Un autre résultat marquant de l’Asco 2015 a été celui de l’étude «CheckMate 067» (financée par Bristol-Myers Squibb). Il s’agit d’un essai de phase III, mené dans 137 centres, chez 945 personnes atteintes de mélanome III-IV (non traitées auparavant). Les participants étaient randomisés entre l’ipilimumab, un inhibiteur de CTLA-4, le nivolumab, un inhibiteur de PD-1, ou l’association des deux anticorps. Les résultats ont été présentés par le Pr Jedd Wolchok (Memorial Sloan Kettering Cancer Center, New-York). Au terme d’un suivi de neuf mois (minimum), la médiane de survie sans progression était de 2,9 mois chez les patients traités par ipilimumab seul, de 6,9 mois dans le groupe traité par nivolumab, et de 11,5 mois avec la bithérapie.
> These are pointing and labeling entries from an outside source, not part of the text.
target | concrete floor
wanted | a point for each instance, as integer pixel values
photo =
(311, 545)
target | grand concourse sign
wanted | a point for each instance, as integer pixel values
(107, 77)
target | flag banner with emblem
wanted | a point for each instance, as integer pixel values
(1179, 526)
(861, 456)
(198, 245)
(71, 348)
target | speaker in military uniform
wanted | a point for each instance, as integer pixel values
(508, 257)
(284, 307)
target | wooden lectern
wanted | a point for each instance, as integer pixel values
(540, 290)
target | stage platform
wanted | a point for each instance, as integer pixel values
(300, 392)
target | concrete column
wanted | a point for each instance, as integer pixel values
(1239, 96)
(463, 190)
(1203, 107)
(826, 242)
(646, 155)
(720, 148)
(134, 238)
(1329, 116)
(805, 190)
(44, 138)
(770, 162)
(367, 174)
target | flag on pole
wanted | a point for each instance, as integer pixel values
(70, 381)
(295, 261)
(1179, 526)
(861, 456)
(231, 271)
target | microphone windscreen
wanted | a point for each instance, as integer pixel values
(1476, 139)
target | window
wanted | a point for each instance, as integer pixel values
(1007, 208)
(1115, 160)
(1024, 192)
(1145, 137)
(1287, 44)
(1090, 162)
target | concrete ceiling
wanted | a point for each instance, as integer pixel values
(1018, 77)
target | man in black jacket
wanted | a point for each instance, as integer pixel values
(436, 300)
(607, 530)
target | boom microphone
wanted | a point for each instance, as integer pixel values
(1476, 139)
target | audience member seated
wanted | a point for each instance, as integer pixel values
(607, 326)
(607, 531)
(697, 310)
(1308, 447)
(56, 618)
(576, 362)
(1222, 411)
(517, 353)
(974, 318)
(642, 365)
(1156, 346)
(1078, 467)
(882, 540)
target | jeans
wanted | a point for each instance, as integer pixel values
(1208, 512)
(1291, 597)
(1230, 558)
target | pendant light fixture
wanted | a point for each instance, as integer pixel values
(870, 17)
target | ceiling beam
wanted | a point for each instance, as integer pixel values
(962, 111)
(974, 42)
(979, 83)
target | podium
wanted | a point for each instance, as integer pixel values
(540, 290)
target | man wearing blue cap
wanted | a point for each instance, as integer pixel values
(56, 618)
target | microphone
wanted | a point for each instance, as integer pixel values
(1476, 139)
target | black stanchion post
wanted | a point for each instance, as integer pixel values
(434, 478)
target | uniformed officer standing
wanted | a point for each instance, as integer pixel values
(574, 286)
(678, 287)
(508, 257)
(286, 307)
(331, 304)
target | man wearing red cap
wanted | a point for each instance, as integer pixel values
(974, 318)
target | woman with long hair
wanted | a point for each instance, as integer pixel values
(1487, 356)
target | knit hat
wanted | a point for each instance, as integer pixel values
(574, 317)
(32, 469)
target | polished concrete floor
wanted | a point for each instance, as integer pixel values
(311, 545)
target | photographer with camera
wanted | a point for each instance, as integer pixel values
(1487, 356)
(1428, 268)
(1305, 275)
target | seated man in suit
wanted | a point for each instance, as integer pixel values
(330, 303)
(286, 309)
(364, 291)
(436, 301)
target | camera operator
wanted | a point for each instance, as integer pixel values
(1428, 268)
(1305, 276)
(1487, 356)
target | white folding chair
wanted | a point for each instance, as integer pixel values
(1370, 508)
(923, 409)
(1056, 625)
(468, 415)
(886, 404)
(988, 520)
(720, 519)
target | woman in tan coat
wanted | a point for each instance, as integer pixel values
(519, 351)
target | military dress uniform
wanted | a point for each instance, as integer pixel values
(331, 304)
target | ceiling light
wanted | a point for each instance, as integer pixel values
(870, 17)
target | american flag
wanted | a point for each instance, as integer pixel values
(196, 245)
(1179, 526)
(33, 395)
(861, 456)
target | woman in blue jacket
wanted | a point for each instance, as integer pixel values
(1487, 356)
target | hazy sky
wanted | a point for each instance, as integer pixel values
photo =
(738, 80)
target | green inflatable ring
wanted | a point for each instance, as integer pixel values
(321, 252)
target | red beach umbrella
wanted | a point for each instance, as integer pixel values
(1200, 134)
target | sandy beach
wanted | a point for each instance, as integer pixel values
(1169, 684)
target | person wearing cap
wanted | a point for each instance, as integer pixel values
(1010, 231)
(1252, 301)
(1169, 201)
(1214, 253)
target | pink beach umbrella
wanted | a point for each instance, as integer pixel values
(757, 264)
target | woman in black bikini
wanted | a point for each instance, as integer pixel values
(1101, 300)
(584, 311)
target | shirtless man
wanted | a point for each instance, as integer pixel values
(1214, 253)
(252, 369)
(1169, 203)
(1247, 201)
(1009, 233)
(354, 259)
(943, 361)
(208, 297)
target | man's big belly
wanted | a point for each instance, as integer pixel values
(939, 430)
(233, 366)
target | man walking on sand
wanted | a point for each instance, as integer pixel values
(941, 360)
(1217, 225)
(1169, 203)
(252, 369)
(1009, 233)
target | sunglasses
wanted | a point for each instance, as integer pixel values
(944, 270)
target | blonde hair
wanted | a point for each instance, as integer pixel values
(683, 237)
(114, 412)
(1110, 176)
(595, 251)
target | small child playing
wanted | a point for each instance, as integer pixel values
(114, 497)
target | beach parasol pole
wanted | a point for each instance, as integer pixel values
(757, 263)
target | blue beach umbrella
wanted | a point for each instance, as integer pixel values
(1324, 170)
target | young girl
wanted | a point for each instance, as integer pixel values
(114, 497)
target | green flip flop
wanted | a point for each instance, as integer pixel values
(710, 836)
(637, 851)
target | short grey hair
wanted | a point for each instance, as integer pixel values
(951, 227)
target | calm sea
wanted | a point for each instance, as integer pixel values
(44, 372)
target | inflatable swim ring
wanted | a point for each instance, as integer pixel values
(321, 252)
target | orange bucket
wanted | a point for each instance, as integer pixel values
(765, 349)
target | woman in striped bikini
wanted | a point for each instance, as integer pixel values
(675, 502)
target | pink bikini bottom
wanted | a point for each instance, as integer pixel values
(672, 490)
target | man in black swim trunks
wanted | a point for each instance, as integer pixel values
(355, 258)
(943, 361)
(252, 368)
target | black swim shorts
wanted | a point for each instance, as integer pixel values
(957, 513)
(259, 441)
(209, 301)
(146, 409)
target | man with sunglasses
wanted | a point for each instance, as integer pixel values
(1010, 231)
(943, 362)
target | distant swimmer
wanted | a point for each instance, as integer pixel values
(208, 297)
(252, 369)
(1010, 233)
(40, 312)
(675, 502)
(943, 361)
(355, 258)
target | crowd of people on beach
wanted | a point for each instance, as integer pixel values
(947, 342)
Ces résultats sont associés à une toxicité accrue : des événements indésirables (de grade 3 ou 4) ont été rapportés chez 55% des patients traités par les deux anticorps – et ce contre 16,3% des patients traités par nivolumab, et 27,3% des patients traités par ipilimumab. On compte par ailleurs 36% d’interruptions de traitement liées à ces effets dans le groupe bithérapie (aucun décès lié à la toxicité du traitement). Les effets secondaires les plus fréquemment observés avec la bithérapie sont des diarrhées et des colites sévères.
Ces résultats a priori spectaculaires doivent encore être confirmés pour ce qui est de la survie. Outre la question de la toxicité de la bithérapie, le problème de fond est celui du coût de cette nouvelle thérapeutique. «Aux Etats-Unis, le prix de l’ipilimumab est environ 4000 fois plus élevé que celui de l’or», a déclaré le Dr Leonard Saltz (Memorial Sloan Kettering Cancer Center, New-York) en session plénière. Le site Medscape rapporte que ce spécialiste a aussi souligné que le coût des médicaments de chaque patient dans CheckMate 067 se chiffrait en centaine de milliers de dollars. La tendance «n’est pas soutenable» a-t-il estimé, en indiquant que, selon lui, de tels prix de vente ne reflètent pas les coûts de développement, et ne favorisent pas l’innovation.
«Les prix sont basés sur ce qui s’est fait avant, et sur l’idée que se fait le vendeur de ce que le marché va pouvoir supporter». Pour le Dr Saltz, l’incapacité de la Food and Drug Administration à envisager les coûts, et celle des centres Medicare et Medicaid à les négocier, constituent l’un des éléments du problème. Il faudrait selon lui qu’aux Etats-Unis la collectivité commence à admettre qu’il y a un plafond à ce qu’elle peut payer pour traiter un patient cancéreux. «C’est une discussion très désagréable, reconnaît le Dr Saltz. Mais elle est nécessaire.»
Il est convenu de dire que dans le domaine de l’immunothérapie les défis des années à venir consisteront à définir de façon plus précise quels sont les patients susceptibles de répondre aux traitements administrés en monothérapie et ceux chez qui des associations seront nécessaires, que ce soient des associations de plusieurs immunothérapies ou avec des thérapies ciblées, des agents de chimiothérapie ou encore avec la radiothérapie. Le congrès de l’Asco 2015 restera peut-être aussi celui où, pour la première fois de manière aussi claire, on aura publiquement exposé en chaire une nouvelle forme de toxicité médicamenteuse : la toxicité financière.